14 de outubro de 2007

Tempo

Dêem-me tempo. Preciso de tempo.
Aqui posso ser quem quiser. Posso sonhar todos os sonhos, viver todas as vidas. Posso construir-me. Criar-me. Inventar outro eu. Outros eus. Aqui não sou ninguém. Sou quem quiser. Outro nome, outra idade, outro sexo... Mas mais vulnerável. Assim, tão exposta... Que me digas que falo para o vazio que não acredito. Que me digas que não lêem. Que não vêem. Ou que lêem mas não sabem. E sabem.
Dêem-me tempo. Preciso de tempo. Porque os olhos assim. E as lágrimas assim. E não quero que lágrimas. Não quero que choro. Não olhes agora. Vês que está tudo bem? Porque perguntas se estou bem? Não lágrimas. Não choro.
Entende: posso ser quem quiser. E se me fiz assim agora, se me inventei de negro, foi porque...
Não fales. Escuta. Tudo o que te quis dizer, que é tanto. Tudo o que sinto, que é tanto. Tudo o que... Dá-me tempo. Preciso de tempo. Afasta-te. Ou, não te afastes.
Dêem-me tempo. Preciso de me organizar. De engavetar as ideias e pendurar o passado. Pôr as lembranças em caixas. Etiquetar. Arrumar.
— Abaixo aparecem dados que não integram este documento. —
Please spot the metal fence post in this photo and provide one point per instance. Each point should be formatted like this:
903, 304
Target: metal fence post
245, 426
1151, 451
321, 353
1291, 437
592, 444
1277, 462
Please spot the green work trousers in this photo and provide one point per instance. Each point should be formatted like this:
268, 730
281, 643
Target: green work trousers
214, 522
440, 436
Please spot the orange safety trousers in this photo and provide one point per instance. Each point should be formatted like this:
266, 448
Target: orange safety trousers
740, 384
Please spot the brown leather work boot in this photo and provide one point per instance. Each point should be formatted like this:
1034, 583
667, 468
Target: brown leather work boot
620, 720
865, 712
Preciso de tempo. Vai. Não vás. Fica. Ali. No sofá. Lê uma história. Em voz alta. Lê uma história em voz alta para mim. Só um pouco: enquanto me arrumo. É rápido. Vês? Que depressa que dobro tudo. Ou, não dobro. Amarfanho ideias e pensamentos e... Para quê gavetas? Para quê caixas? Debaixo da cama. Enxovalhados. Tantas horas. Tantos dias. Tantos meses. Tenho tempo. Tenho tanto tempo. Tempo demais. Fica. Por favor. Fica.